The project is based on ample research that has shown the effectiveness of using culturally-based teaching resources and methods to improve academic achievement in Indigenous students. Scholars note the disparity between the experience of Native children and materials currently used in the classroom. 

Research also indicates that children who are fluent readers by the end of third grade are likely to do well in school and go on to higher education. Students’ scores in reading are consistently associated with academic grades and economic success later in life.

The books follow on the heels of 15 other Baby Raven books SHI has published since 2016. The institute plans to publish three additional books in November, bringing the total number of books published during the three-year program to 20. All Baby Raven books are distributed free of charge to families enrolled in the program. They may also be purchased at the Sealaska Heritage Store and online. The new books will be available for purchase on Oct. 6 at the book signing.

Raven Reading: A Culturally Responsive Kindergarten Readiness Program is funded by an Alaska Native Education Program grant from the U.S. Department of Education:  CFDA # 84.356A, PR# S356A140060. Though the pilot program ended in August 2017, SHI recently received funding to continue Baby Raven Reads for an additional three years. 


Books at a glance

The Woman Carried Away by Killer Whales: When a woman is carried off by killer whales, her husband embarks on a journey to get her back. Aided by friends he meets along the way, the man follows her trail across the bottom of the sea to the Killer Whale House. Find out what happens to Nanasimgit and K’uljáad in this ancient Haida story. Illustrated by Haida artist Janine Gibbons.

The Woman Who Married the Bear: In this ancient Tlingit story, a woman who has insulted the bears while out berry picking meets a bear in human form. They fall in love and get married. Soon, the woman’s brothers come looking for her and the woman learns her husband is not what he appears to be. Text adapted by Tlingit writer Frank Henry Kaash Kataase. Illustrated by Haida artist Janine Gibbons.

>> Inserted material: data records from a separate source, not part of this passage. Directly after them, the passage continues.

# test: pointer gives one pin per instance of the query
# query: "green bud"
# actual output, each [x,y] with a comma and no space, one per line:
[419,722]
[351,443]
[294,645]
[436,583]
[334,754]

Sealaska Heritage Institute is a private nonprofit founded in 1980 to promote cultural diversity and cross-cultural understanding through public services and events. SHI also conducts social scientific and public policy research and advocacy that promotes Alaska Native arts, cultures, history and education statewide. The institute is governed by a Board of Trustees and guided by a Council of Traditional Scholars, a Native Artist Committee and a Southeast Regional Language Committee. Its mission is to perpetuate and enhance Tlingit, Haida, and Tsimshian cultures of Southeast Alaska.